Há de se reconhecer que, a não ser que estejamos falando de uma situação onde todos os jogadores têm experiência e nível competitivo, isto deixa a jogatina mais divertida para todos, já que também não é nada divertido jogar quando não se corre o risco de perder.

Não se trata apenas da dificuldade do título, mas do reconhecimento de que, em jogos deste tipo, o fator surpresa traz consigo um aumento significativo no fator diversão.

Surprise, motherfucker

O Bullet Bill (também conhecido como aquele-míssil-super-apelão-de-Mario-Kart) é um exemplo clássico de item que não apenas dá aquela ajuda na partida, como também auxilia o jogador que está perdendo (feio) a explorar melhor o funcionamento das mecânicas.

Itens overpower como este, quando colocados nas mãos dos últimos lugares, tornam o resultado final da partida bem menos previsível e aumentam a adrenalina no jogador mais experiente, que passa a lutar com mais afinco para proteger a sua honra da ameaça de ser derrotado por um novato.

Muitos desses elementos de sorte não servem apenas para criar uma igualdade de condições, eles podem definir todo o funcionamento de um jogo.

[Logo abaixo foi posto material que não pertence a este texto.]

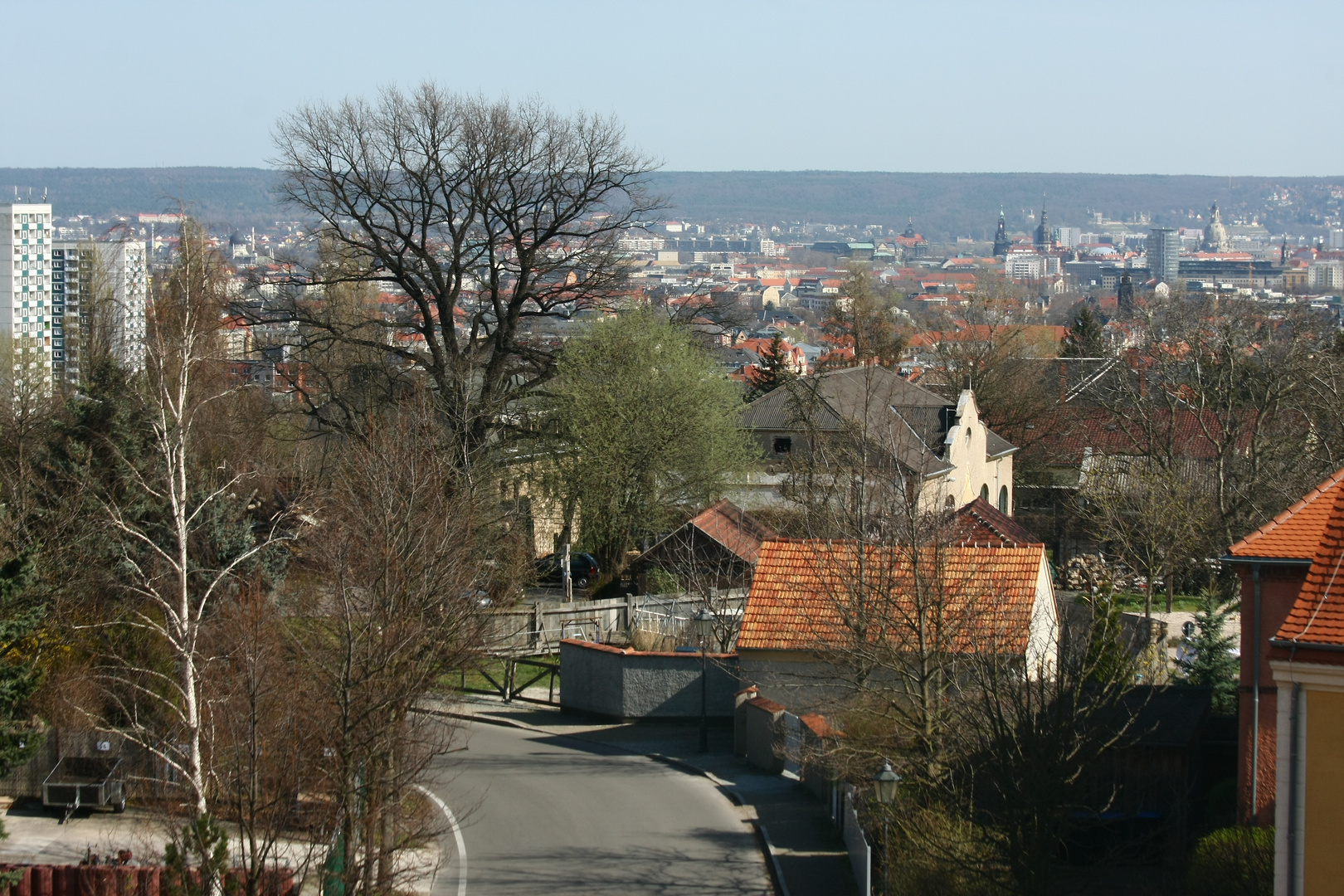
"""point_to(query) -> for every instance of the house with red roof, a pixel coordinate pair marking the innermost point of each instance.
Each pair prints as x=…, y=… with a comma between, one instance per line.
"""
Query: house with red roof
x=1291, y=635
x=797, y=626
x=1291, y=758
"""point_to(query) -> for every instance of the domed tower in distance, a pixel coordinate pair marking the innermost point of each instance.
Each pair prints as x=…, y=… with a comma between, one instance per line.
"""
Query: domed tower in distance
x=1045, y=238
x=1001, y=236
x=1215, y=236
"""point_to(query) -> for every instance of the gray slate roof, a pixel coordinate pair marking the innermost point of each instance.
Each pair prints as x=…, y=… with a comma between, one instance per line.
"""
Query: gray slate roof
x=908, y=421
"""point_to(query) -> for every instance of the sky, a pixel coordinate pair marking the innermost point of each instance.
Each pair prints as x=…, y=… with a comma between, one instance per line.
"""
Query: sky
x=1163, y=88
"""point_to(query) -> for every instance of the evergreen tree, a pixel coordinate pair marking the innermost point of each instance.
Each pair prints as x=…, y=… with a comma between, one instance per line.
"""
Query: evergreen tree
x=1210, y=661
x=1083, y=338
x=773, y=371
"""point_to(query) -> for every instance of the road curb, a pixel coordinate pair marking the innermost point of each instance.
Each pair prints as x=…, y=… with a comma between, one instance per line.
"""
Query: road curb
x=772, y=861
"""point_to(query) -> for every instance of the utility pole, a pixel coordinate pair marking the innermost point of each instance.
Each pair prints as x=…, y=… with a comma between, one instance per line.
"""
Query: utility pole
x=565, y=571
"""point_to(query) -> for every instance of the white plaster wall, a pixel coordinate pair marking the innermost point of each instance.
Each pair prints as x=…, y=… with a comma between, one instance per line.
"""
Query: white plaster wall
x=965, y=451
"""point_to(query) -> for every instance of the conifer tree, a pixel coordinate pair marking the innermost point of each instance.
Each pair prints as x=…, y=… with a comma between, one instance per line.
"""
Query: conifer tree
x=1083, y=338
x=773, y=371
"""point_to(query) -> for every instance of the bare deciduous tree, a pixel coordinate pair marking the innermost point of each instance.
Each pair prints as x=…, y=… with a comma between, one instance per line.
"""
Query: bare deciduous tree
x=390, y=596
x=182, y=531
x=488, y=215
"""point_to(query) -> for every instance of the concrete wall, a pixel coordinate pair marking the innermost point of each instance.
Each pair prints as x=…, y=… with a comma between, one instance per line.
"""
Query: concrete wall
x=801, y=687
x=616, y=683
x=761, y=733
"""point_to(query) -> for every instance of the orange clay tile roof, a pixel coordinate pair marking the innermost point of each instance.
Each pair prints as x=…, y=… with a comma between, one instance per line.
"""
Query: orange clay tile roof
x=983, y=523
x=804, y=590
x=1317, y=617
x=1296, y=533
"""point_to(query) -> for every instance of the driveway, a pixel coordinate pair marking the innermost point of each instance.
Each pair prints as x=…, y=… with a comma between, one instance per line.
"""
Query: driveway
x=548, y=815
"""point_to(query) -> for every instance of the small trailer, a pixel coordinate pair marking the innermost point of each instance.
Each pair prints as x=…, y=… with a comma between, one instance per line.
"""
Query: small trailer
x=82, y=781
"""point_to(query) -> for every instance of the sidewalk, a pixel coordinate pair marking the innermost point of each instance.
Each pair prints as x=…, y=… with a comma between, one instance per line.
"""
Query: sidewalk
x=802, y=844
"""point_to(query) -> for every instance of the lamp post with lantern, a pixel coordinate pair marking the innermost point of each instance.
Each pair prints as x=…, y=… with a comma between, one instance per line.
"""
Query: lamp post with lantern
x=704, y=620
x=884, y=786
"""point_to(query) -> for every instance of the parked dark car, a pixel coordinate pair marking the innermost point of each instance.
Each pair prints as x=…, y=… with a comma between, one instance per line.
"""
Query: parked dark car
x=582, y=568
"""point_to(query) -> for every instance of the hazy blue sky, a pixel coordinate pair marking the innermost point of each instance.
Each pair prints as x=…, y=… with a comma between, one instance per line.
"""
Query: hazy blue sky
x=1125, y=88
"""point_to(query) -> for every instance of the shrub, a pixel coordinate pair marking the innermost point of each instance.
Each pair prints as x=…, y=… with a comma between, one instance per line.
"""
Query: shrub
x=1233, y=861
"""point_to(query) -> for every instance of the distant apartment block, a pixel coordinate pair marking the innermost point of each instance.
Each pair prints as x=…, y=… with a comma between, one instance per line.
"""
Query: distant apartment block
x=1164, y=254
x=1328, y=275
x=27, y=310
x=102, y=289
x=1068, y=236
x=1030, y=266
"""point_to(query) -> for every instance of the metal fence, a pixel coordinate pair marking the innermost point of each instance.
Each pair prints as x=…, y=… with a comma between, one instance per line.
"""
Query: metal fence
x=539, y=629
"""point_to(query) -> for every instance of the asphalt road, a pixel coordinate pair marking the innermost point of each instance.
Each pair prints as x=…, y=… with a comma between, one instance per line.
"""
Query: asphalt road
x=544, y=815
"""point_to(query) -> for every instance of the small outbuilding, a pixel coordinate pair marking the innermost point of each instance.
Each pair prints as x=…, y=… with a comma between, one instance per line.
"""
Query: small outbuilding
x=717, y=548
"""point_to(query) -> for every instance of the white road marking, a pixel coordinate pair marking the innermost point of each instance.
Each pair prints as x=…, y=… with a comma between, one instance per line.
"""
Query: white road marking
x=457, y=835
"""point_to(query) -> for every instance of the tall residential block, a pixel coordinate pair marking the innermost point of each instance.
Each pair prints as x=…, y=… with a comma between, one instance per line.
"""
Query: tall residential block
x=102, y=289
x=27, y=310
x=1164, y=254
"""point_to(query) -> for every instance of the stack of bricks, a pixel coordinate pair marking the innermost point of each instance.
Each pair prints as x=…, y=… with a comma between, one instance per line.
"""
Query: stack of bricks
x=124, y=880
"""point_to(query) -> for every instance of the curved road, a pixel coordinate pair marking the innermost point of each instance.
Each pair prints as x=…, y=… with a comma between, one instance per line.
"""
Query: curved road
x=544, y=815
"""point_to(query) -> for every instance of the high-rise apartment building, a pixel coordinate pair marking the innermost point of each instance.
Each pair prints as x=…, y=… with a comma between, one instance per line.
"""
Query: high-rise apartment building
x=1164, y=254
x=102, y=290
x=27, y=312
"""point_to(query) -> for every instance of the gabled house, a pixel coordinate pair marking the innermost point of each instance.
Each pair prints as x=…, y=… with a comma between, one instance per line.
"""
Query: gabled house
x=1276, y=563
x=944, y=449
x=1305, y=655
x=717, y=548
x=997, y=601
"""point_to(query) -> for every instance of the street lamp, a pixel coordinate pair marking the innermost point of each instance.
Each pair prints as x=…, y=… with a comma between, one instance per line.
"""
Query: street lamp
x=884, y=786
x=704, y=621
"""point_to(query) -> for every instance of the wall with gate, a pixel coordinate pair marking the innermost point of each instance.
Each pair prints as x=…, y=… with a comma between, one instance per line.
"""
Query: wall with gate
x=619, y=683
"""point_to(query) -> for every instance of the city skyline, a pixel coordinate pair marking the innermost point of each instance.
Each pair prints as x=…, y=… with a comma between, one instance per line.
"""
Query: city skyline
x=973, y=88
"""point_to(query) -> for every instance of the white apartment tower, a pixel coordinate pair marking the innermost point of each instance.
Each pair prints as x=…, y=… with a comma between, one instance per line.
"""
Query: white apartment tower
x=114, y=275
x=26, y=305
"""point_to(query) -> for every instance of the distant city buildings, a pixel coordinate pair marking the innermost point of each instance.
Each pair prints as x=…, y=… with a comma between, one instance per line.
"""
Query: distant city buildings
x=102, y=289
x=26, y=305
x=1164, y=254
x=56, y=292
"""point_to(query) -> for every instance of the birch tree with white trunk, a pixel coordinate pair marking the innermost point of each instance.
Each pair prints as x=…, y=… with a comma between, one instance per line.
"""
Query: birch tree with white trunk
x=180, y=494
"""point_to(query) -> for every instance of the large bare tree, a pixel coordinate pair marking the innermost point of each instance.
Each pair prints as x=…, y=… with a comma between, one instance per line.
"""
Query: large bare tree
x=178, y=524
x=488, y=217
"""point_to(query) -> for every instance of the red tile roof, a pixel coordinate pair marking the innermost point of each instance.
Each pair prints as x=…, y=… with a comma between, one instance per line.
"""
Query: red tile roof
x=804, y=590
x=1296, y=533
x=983, y=523
x=1317, y=617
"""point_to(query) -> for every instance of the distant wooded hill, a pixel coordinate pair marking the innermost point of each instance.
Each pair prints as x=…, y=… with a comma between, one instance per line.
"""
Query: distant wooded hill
x=942, y=206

O valor da imprevisibilidade

“Boa sorte é o que acontece quando a oportunidade encontra o planejamento.”

O que Thomas Edison quis dizer com estas palavras é que as probabilidades só podem definir determinado resultado, se sua preparação permitir isto. Coisa que muitas comunidades de jogos tendem a negar.

Títulos como Mario Kart ou Smash Bros podem ser jogados sem itens e sem o fator de sorte, ainda se qualificanto como ótimos jogos. O “problema” é que assim eles se tornariam, respectivamente, um jogo de corrida e um jogo de luta, perdendo uma parte imensa do seu potencial como jogos estratégicos, o que não é necessariamente ruim. Tudo depende do que se espera deles.

smash bros

Entre em um campeonato de Smash Bros. Sugira uma fase que não seja Final Destination. Corra por sua vida.

É claro nem todos os jogos baseados em estratégia têm que ter elementos de sorte. Xadrez, Damas e outros jogos do tipo são alguns exemplos disto. Agora pensemos: o que é que todos, ou boa parte destes jogos, têm em comum?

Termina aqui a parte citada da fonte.